わたしは、小学生の頃から大人になるまで、自分が一番不幸な人間だと思っていた。


勉強もそこそこできたし、運動もなおのことできたし、顔もそんなに悪いわけではなかったと思う。

両親はとってもわたしのことを愛してくれていたし、放課後に遊ぶような友達もいた。


でも、わたしは自分が一番不幸な人間だと思っていた。


きっかけは、小学3年生の時である。

当時9歳のわたしは、授業中暇を持て余して、算数のノートにパラパラ漫画を書いていた。

ストーリーはよく覚えていないが、「うおーーーー死ぬ気だぜーーー!」とメラメラ燃えている人間が描かれていた。

家に帰り、それを見た母に怒られた。

「死ぬ気だなんて、書いちゃだめよ。本当に死ぬかと思うじゃない!」とガチで怒られた。

わたしは唖然とした。言葉を失った。

同時に、色々なことを理解した。



それ以来、母には母の想定の中に収まる「正しい」世界しかみせないことを徹底している。

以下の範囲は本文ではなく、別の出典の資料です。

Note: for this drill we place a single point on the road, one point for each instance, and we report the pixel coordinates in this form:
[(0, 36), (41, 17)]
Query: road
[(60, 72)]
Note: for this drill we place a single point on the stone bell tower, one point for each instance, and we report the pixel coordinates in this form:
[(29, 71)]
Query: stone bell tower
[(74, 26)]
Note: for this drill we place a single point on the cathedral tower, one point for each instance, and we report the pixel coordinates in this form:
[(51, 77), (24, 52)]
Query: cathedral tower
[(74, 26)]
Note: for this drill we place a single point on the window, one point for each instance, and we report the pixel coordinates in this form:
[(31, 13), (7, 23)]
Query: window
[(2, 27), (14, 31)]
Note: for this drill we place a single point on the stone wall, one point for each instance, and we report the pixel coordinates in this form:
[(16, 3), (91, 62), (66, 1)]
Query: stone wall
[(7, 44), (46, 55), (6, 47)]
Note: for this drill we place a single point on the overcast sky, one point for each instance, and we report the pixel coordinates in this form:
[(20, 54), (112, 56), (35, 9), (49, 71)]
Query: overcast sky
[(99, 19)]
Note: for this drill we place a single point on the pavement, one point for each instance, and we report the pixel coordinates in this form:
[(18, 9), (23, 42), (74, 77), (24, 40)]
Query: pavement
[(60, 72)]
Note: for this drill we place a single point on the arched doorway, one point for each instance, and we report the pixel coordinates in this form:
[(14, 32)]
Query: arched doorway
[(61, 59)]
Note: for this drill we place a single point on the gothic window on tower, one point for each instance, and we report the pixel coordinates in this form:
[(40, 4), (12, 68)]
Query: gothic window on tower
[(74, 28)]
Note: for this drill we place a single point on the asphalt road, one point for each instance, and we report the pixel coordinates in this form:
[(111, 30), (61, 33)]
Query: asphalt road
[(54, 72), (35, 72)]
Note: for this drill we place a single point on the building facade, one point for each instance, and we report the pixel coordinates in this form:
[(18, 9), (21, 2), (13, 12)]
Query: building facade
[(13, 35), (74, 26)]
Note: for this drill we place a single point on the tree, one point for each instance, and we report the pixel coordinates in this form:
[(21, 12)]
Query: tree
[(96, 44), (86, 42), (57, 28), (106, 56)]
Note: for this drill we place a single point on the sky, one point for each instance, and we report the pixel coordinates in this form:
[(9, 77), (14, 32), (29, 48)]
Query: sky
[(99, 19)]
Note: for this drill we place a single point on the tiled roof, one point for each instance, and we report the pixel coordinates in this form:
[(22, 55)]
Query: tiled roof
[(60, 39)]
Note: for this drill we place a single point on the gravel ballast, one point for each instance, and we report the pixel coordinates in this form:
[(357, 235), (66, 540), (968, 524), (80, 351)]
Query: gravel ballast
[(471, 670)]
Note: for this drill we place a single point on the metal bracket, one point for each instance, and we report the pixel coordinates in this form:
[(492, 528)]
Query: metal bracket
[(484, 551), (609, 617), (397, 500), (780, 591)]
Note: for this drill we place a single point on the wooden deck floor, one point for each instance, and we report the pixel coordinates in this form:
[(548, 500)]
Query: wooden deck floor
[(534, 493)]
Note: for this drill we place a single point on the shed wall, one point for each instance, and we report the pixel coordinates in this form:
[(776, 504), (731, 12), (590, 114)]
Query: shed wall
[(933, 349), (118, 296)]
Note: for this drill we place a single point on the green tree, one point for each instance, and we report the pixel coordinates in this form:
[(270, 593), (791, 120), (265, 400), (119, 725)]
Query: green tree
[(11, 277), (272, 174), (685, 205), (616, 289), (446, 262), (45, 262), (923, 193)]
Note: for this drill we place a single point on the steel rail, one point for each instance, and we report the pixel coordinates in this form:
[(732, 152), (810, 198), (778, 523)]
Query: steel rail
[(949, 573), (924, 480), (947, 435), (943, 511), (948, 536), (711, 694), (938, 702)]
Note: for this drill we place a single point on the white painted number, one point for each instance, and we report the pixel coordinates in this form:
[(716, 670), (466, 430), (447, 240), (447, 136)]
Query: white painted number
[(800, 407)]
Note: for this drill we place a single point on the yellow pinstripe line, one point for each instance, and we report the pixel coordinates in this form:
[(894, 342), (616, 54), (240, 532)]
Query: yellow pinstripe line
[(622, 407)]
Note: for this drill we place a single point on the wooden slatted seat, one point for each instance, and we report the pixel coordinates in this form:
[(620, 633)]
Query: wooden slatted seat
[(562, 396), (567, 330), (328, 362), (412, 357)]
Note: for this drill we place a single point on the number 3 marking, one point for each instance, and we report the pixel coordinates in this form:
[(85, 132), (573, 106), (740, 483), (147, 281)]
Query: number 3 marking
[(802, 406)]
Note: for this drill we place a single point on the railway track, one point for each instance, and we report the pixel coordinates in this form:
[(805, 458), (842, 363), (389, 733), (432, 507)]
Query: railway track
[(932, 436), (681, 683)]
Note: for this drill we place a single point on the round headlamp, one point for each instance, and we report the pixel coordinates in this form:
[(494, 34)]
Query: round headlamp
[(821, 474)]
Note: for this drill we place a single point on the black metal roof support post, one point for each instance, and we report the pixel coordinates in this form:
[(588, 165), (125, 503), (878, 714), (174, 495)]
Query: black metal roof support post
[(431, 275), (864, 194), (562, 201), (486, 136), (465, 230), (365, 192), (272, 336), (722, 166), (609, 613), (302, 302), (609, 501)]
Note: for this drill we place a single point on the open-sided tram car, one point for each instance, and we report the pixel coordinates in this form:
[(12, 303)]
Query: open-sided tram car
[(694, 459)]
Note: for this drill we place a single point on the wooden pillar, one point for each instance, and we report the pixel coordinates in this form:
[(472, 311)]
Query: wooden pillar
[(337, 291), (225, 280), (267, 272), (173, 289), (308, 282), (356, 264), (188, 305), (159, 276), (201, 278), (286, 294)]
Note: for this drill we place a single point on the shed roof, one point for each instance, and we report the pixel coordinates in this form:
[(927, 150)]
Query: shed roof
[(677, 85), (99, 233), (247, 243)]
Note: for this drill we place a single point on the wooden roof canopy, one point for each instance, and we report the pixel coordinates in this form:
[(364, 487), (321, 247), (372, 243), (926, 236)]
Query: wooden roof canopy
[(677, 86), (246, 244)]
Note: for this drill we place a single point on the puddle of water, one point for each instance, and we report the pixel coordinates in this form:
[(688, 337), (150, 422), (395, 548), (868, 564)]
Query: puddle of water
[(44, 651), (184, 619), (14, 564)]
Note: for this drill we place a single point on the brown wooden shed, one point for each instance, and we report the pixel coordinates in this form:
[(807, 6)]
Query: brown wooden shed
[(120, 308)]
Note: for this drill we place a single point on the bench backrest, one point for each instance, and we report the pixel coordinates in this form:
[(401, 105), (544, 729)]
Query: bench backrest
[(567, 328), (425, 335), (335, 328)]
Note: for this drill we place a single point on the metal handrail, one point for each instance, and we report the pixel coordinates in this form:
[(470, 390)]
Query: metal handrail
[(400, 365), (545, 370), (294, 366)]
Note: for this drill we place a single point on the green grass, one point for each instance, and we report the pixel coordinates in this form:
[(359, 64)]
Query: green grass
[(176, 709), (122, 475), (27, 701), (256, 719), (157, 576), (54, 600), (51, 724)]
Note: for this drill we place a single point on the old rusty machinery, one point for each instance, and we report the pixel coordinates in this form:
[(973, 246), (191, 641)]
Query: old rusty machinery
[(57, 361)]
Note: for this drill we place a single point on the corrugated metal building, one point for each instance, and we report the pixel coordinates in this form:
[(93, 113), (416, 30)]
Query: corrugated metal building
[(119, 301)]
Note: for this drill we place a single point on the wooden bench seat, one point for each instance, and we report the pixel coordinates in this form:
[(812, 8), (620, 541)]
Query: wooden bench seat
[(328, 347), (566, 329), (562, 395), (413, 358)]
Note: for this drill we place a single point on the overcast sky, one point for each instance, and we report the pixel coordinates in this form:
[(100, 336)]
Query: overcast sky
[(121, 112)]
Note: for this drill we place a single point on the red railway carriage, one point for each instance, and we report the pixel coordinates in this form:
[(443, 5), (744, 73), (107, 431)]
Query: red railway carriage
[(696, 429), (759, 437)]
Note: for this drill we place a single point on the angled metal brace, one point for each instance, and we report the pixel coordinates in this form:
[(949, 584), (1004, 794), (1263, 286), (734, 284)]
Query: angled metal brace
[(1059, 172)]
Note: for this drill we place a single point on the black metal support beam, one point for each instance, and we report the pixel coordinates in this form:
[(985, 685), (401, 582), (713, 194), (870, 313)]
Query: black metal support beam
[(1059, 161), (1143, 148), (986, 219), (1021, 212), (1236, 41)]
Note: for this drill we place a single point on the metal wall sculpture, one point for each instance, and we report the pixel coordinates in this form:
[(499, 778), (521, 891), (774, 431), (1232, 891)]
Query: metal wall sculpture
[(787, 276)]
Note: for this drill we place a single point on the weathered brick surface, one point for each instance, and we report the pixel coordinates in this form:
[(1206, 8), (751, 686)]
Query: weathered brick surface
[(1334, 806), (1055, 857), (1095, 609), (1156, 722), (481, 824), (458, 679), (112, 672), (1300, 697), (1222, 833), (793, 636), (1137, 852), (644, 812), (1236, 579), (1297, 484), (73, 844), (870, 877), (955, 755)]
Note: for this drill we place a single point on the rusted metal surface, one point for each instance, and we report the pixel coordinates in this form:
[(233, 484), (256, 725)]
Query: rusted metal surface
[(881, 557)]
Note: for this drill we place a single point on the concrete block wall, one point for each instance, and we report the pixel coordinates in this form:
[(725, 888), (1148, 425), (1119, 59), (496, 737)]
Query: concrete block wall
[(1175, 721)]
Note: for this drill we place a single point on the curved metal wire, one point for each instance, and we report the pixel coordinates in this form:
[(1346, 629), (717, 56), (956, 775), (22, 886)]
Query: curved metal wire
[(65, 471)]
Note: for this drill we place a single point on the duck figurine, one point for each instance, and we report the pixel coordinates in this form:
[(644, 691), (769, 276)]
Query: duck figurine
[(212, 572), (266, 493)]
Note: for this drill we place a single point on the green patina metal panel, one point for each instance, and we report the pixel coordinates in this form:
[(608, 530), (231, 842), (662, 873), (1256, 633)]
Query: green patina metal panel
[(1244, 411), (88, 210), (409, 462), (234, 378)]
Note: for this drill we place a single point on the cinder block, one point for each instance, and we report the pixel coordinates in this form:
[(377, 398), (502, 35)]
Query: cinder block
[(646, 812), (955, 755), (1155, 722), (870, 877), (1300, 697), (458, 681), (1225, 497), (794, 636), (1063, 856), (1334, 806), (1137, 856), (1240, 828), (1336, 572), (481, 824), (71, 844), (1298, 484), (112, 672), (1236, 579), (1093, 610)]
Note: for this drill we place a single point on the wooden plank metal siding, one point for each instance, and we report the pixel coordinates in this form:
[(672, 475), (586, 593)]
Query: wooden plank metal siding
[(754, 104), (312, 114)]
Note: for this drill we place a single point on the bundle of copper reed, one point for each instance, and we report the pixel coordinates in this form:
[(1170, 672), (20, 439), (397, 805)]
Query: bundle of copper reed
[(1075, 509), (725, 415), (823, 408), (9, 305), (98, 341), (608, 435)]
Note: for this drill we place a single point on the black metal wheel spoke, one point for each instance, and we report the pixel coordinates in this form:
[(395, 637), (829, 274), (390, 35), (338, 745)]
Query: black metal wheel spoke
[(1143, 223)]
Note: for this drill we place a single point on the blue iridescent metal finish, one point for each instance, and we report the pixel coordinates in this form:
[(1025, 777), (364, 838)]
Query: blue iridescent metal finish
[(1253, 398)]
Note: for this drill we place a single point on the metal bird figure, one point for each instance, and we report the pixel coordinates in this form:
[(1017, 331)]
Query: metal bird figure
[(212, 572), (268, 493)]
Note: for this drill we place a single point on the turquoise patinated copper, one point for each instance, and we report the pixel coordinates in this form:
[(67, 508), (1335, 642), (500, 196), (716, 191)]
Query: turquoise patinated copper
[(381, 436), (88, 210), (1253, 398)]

母の理解できる、許容できる範囲のことしか話さないようになった。

つまり、ほとんど何も話さなくなった。

夕食は、同じ学校に通っていた弟と美味しかった給食の話をしてやり過ごした。


小学四年生で学級崩壊して、担任の先生が交代したけれど、当然の如くわたしにとっては母親には話さない内容だったのでそれも話さなかったら

ママ友から聞いたらしく、

「なんで教えてくれなかったの?え、[母の名前]さん知らんの?って言われて、恥かいたやない。」と言われた。


それでも、その先も母に話す内容は変わらなかった。


母親は、ご飯を食べれば「美味しいね」というし、わたしが部活の試合に負ければ、「残念やったね〜。」という。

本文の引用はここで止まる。